SpecialtyInfectious disease
Symptomsfever, cramped-up jaw, muscle spasms, headache, seizures, sweating, and trouble swallowing
Usual onset3–21 days following exposure
CausesClostridium tetani
Risk factorsBreak in the skin
Diagnostic methodBased on symptoms
PreventionTetanus vaccine
TreatmentTetanus immune globulin, muscle relaxants, mechanical ventilation
Medicationdiazepam and methocarbamol
Prognosis10% risk of death
Frequency209,000 (2015)
Deaths56,700 (2015)

Tetanus, also known as lockjaw, is a bacterial infection caused by Clostridium tetani and characterized by muscle spasms. In the most common type, the spasms begin in the jaw, and then progress to the rest of the body. Each spasm usually lasts for a few minutes. Spasms occur frequently for three to four weeks.[1] Some spasms may be severe enough to fracture bones.[2] Other symptoms of tetanus may include fever, sweating, headache, trouble swallowing, high blood pressure, and a fast heart rate. Onset of symptoms is typically 3 to 21 days following infection. Recovery may take months; about 10% of cases prove to be fatal.[1]

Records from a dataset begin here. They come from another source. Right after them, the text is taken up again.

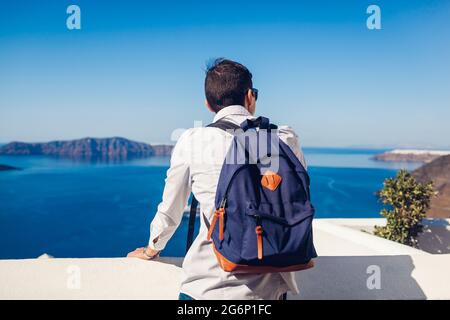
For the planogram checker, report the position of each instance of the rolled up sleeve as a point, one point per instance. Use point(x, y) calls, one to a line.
point(176, 192)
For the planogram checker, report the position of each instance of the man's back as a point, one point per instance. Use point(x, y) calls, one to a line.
point(196, 162)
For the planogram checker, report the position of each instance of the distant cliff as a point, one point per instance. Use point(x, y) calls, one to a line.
point(5, 167)
point(424, 156)
point(437, 171)
point(115, 147)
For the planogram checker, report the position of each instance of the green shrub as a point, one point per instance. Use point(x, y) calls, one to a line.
point(408, 202)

C. tetani is commonly found in soil, saliva, dust, and manure. The bacteria generally enter through a break in the skin, such as a cut or puncture wound caused by a contaminated object.[1][3] They produce toxins that interfere with normal muscle contractions.[4] Diagnosis is based on the presenting signs and symptoms. The disease does not spread between people.[1]

Tetanus can be prevented by immunization with the tetanus vaccine. In those who have a significant wound and have had fewer than three doses of the vaccine, both vaccination and tetanus immune globulin are recommended. The wound should be cleaned, and any dead tissue should be removed. In those who are infected, tetanus immune globulin, or, if unavailable, intravenous immunoglobulin (IVIG) is used.[1] Muscle relaxants may be used to control spasms. Mechanical ventilation may be required if a person's breathing is affected.[4]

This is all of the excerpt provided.